プログラミング言語を知ることなんかよりも、これらの質問の方がよほどアプリの本質に迫ることができる。

これらは一見すると見過ごされて軽視されがちではあるが、本当に難しくてカンタンには攻略できないことばかりだ。あまりにも難しくてついつい見て見ぬ振りをしてしまいたくもなる。

自分のアプリに対して「集客をどうするんだ?」「どうやってユーザーを呼び込む?」「どうやったら飽きさせないようにできるのか?」と自問自答するのはとてもツラい。疲れる。

プログラミング言語のことなんかを聞いてしまうのは、ある意味でその方が楽だからだ。技術的な話は集客などのアプリの本質的課題と比較すると不透明さがなくて、話すのも楽だ。

そんな楽なところに流れていたら、自分のアプリが良くなるわけない。だから少々ダルくても常に直球質問で自分を鼓舞しなければならない。

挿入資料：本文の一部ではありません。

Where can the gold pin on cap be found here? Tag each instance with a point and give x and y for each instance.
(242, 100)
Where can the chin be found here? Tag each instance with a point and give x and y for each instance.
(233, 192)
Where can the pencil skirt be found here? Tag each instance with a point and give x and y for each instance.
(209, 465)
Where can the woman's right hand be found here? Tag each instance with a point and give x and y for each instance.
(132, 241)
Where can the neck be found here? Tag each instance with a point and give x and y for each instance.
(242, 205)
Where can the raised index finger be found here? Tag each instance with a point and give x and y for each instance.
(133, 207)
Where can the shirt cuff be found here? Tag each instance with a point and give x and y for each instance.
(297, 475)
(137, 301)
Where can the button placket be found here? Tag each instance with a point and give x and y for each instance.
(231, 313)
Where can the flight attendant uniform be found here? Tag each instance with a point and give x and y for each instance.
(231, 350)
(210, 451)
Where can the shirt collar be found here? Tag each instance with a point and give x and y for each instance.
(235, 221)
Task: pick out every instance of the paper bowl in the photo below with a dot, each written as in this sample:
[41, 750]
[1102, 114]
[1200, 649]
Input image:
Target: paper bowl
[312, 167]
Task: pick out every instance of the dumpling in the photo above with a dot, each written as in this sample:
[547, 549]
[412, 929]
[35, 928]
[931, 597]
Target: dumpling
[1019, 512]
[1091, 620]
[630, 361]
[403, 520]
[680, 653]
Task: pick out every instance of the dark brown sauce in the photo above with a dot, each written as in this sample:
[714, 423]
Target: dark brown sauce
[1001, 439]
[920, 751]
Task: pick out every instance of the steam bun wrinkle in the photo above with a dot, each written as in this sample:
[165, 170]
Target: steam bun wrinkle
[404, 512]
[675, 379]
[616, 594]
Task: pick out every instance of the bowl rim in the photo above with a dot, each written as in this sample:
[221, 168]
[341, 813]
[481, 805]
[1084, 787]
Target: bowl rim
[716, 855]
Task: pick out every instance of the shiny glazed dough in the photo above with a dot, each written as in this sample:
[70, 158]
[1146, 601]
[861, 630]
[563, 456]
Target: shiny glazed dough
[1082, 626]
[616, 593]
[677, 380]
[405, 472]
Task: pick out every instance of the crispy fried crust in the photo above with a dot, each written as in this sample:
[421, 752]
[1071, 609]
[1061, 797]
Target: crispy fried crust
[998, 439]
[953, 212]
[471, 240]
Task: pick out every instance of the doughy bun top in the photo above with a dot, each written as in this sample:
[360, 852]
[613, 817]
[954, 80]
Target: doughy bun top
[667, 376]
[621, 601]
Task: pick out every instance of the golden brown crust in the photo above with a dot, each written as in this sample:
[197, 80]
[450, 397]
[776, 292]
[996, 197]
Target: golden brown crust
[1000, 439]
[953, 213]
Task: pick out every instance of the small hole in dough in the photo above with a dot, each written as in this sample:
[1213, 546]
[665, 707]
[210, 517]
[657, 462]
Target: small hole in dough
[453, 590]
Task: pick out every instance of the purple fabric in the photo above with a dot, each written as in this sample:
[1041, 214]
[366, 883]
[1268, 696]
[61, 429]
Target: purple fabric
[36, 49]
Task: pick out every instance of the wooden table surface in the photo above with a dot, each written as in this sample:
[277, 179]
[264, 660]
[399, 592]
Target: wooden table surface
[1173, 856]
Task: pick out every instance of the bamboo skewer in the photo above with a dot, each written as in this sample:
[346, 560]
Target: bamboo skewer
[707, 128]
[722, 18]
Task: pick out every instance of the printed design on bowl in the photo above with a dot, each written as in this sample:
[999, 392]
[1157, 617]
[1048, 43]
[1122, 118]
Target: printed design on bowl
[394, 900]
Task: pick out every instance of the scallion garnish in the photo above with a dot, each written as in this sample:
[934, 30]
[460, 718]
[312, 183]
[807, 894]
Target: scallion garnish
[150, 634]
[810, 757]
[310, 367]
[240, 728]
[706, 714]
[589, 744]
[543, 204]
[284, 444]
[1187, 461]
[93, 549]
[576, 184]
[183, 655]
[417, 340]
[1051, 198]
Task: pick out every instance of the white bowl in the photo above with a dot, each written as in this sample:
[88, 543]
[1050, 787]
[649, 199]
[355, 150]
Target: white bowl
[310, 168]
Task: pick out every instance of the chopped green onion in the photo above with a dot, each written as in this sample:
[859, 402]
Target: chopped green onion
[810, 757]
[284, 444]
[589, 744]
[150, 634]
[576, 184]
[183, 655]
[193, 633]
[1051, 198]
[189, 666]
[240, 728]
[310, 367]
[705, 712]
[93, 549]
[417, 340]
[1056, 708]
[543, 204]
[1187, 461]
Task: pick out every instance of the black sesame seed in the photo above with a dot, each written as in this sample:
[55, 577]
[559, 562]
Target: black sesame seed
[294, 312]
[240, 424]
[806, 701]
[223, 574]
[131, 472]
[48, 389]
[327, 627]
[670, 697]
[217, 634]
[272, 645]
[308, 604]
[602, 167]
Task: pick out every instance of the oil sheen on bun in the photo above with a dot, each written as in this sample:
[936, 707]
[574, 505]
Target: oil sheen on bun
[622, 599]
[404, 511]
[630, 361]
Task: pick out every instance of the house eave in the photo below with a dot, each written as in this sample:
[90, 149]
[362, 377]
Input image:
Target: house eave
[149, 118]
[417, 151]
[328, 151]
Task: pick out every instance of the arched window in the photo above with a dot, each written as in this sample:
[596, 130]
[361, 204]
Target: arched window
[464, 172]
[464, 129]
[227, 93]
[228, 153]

すごい個人開発者に会った時にはしょうもないフレームワークの質問なんてすっ飛ばして「おい!あんた!どうやってそこから儲けているんだい?!」と聞いて議論すべし。

これをお読みのすごい個人開発者のみなさまへ

うざい、と思われても私は聴きます。じっくり聞かせてもらいます。スパイみたいに根掘り葉掘り聞くつもりですので、ぜひよろしく。